Hello Biostars Community,

I am trying to map NextSeq reads to a reference genome to create an assembly that I can use for variant analysis, but I am having some troubles getting my raw data figured out.

My data is coming from a NextSeq PE run, and when I download the fastq files from BaseSpace I get 8 files total; The filenaming is leading me to believe that data from each lane is being separated:

genome_S1_L001_R1_001.fastq.gz
genome_S1_L001_R2_001.fastq.gz
genome_S1_L002_R1_001.fastq.gz
genome_S1_L002_R2_001.fastq.gz
genome_S1_L003_R1_001.fastq.gz
genome_S1_L003_R2_001.fastq.gz
genome_S1_L004_R1_001.fastq.gz
genome_S1_L004_R2_001.fastq.gz

I would like to use the Map with BWA tool in galaxy, but I can't get the tool to accept the data in this format. In the past I've had simple _f and _r reads that have behaved nicely in my workflows so this is throwing me for a loop. Any suggestions for tools to convert this type of data for an easier analysis?

Thanks for your help!

I can only speculate but it is possible that the data file were trimmed individually (R1 alone, R2 alone) which led to reads getting out of sync in R1/R2 files.

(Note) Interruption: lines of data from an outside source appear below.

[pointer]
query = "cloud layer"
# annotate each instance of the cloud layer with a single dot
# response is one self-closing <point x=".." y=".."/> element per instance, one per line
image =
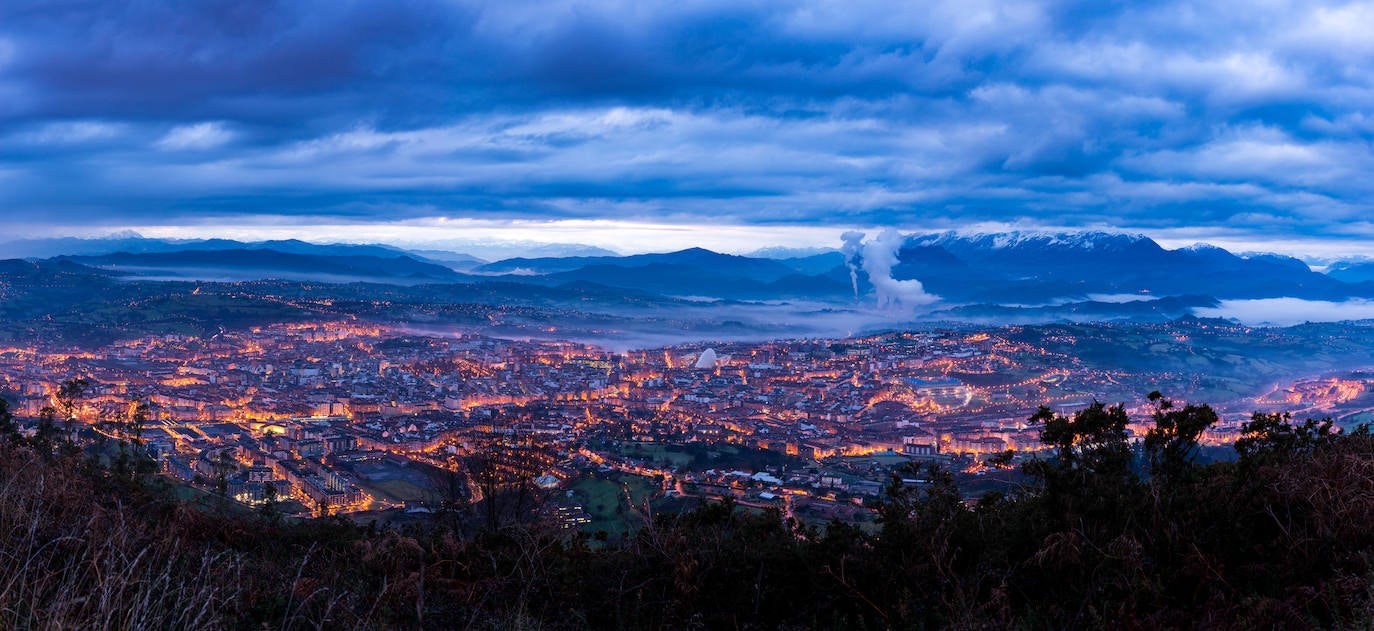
<point x="1240" y="118"/>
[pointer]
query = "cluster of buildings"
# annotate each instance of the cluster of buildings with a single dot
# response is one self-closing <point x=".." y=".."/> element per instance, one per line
<point x="344" y="415"/>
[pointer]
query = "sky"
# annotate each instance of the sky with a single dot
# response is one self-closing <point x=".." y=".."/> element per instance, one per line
<point x="642" y="125"/>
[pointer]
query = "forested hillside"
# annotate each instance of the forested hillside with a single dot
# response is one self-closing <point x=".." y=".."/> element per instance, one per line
<point x="1112" y="531"/>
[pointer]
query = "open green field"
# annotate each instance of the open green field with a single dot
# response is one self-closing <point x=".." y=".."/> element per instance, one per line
<point x="396" y="491"/>
<point x="605" y="499"/>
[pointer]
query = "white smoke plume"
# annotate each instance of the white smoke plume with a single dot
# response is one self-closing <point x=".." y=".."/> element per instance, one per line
<point x="880" y="256"/>
<point x="853" y="244"/>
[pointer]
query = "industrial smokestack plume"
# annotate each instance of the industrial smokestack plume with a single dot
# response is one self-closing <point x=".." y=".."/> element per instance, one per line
<point x="853" y="244"/>
<point x="880" y="256"/>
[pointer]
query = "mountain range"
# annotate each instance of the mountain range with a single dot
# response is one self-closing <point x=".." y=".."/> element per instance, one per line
<point x="1007" y="275"/>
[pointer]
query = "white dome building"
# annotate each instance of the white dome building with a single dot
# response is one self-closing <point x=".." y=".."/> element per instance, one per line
<point x="708" y="359"/>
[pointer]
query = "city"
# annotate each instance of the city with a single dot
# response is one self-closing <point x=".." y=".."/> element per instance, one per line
<point x="371" y="421"/>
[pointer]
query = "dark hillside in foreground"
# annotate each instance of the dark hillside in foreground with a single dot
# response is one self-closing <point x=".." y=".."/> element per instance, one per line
<point x="1275" y="539"/>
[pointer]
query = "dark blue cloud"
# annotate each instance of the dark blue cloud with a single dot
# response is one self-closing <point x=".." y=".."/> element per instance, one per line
<point x="1163" y="114"/>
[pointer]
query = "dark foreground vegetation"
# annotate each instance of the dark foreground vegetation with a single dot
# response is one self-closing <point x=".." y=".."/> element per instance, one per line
<point x="1110" y="532"/>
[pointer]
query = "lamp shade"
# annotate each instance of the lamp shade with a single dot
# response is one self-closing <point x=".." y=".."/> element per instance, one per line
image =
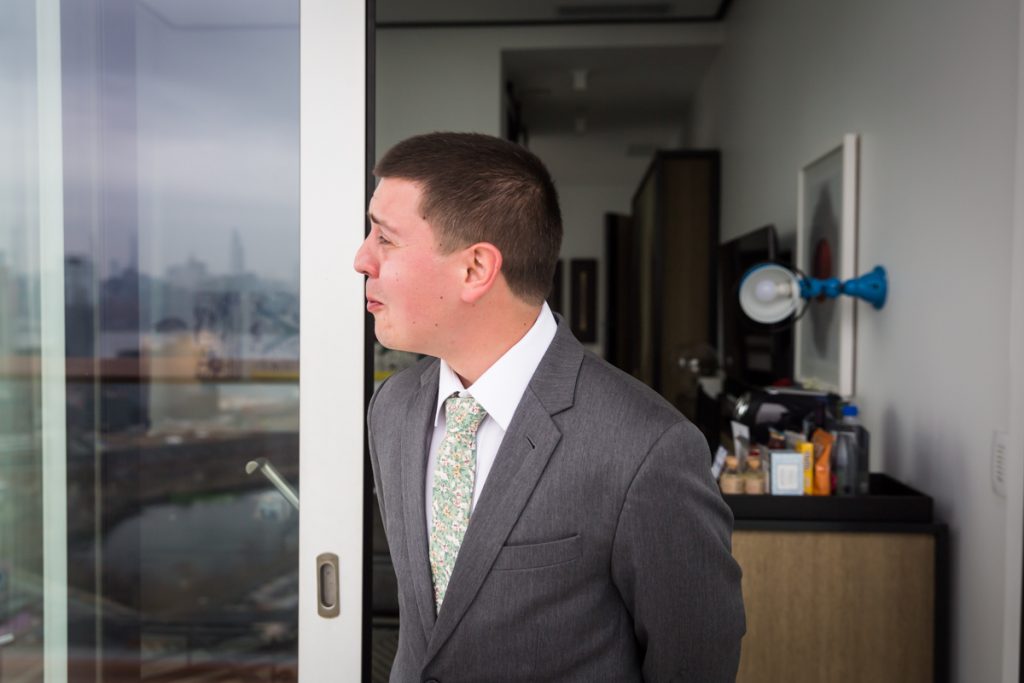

If you did the trimming yourself then you need to go back to the original files and redo the trimming with R1/R2 file together for each lane. This way if a read is removed from R1 or R2 file its mate is also removed from other file maintaining the sync on rest of the reads.

If you did not trim the data yourself then ask your sequencing provider.